転写調節：真核生物プロモーターの入出力機能についての微細構造マッピング

転写調節ネットワークが最適な機能を発揮するためには、遺伝子の発現レベルが的確に調整されていることが必須である。今回、出芽酵母Saccharomyces cerevisiaeのPHO5プロモーター変異株を209種類作製し、転写因子Pho4の結合部位に生じた違いによってプロモーターの出力がどのように影響されるかを定量的に示すことを試みた。その結果、in vitro条件下において測定した転写因子の結合親和性から、複雑な酵母プロモーターの出力が定量的に予測できることを見つけた。

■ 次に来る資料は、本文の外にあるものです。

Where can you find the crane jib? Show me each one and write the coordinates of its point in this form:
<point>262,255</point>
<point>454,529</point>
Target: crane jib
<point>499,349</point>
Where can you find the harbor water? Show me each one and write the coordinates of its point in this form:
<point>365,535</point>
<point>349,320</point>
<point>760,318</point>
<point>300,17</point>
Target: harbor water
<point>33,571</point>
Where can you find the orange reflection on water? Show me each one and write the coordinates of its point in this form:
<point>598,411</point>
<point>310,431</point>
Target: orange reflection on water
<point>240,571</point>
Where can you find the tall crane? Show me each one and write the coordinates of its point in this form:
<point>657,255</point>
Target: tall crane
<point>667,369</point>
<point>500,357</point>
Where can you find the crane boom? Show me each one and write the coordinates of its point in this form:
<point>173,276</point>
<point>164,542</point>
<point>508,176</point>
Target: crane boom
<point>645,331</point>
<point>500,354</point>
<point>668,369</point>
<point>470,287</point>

すなわちプロモーターの出力は、3 kcal mol⁻¹以下という、結合部位における親和性のわずかな変化に合わせて微妙な調節を受け得ることが判明した。この結合親和性の変化は、結合部位の配列のうち1～2塩基が変更されたことで生じ得る。今回の研究成果は、転写因子結合部位がどのように遺伝子発現を調節しているのか、結合部位がどのように進化していくのか、そして遺伝子発現を的確に調整するために結合部位がどのように使われているのかについての手がかりを与えるものである。さらに一般的な観点で言えば、転写因子のin vitroにおける結合エネルギーの全体像から、生体における酵母プロモーターの出力を正確に予測することが可能であることが明らかになった。このことは、転写調節ネットワークに関する量的モデルが実用性の高いものであることを示唆するものである。